I’d say that because of all of the climbing in the last part of the course that Whistler’s bike feels harder than St. George, even though they have a comparable amount of elevation gain.
T2 – 3:50
As I sat in the chair in T2 I looked at the three gels I packed in my bike to run bag. I thought to myself that I didn’t need to take all three gels because I can never eat very many gels on the run. I grabbed two, plus a tube of Base Salt.
Run – 13.1 mi/21.1K – 2:44:35
My goal for the run was to run as consistently as possible. After talking with Coach Angie the night before she encouraged me to shorten my run/walk intervals, so my watch was set to beep at 4:30/0:30. I kept my effort in check and I kept thinking about what I’d want at the next aid station ahead. I alternated between Pepsi/water/ice/salt and Gatorade. The cooling wings were magical as I kept dumping water on them at aid stations.
Whistler’s run is beautiful, with a mix of trail around a lake, and an out and back paved section. I really loved Whistler’s run course. The out and back section was a great opportunity to look for friends, which was also a mental boost!

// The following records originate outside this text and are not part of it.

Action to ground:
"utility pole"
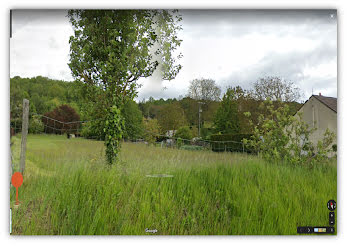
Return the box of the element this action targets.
[19,99,29,174]
[198,102,204,138]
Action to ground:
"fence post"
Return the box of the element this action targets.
[20,99,29,174]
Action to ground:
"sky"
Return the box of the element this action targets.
[10,10,337,101]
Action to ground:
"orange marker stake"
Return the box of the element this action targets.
[11,172,23,205]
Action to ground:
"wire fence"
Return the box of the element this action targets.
[10,113,251,153]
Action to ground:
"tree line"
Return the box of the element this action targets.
[10,76,300,141]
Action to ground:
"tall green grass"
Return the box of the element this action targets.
[11,135,337,235]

I felt surprisingly good for most of the run. My spirits were high and nutrition was going in. I ate my two gels and regretted the third I had left behind. Mile 11 was where it started to get tough for me. I wanted the boost of another gel and Pepsi wasn’t quite enough. I willed my legs to keep turning over, but fatigue combined with running uphill was hard. I did slow down in those last few miles, but overall I would say this was one of my best executed 70.3 runs in terms of managing effort throughout and taking in nutrition.
Final – 7:42:17
I crossed the line with my slowest 70.3 time ever, but I didn’t mind in the slightest. Considering that I only started training for this race in May I believe I had my best executed day at my current fitness level. Whistler’s course is hard…but it is also incredibly rewarding. I absolutely want to come back and race here again. I loved it.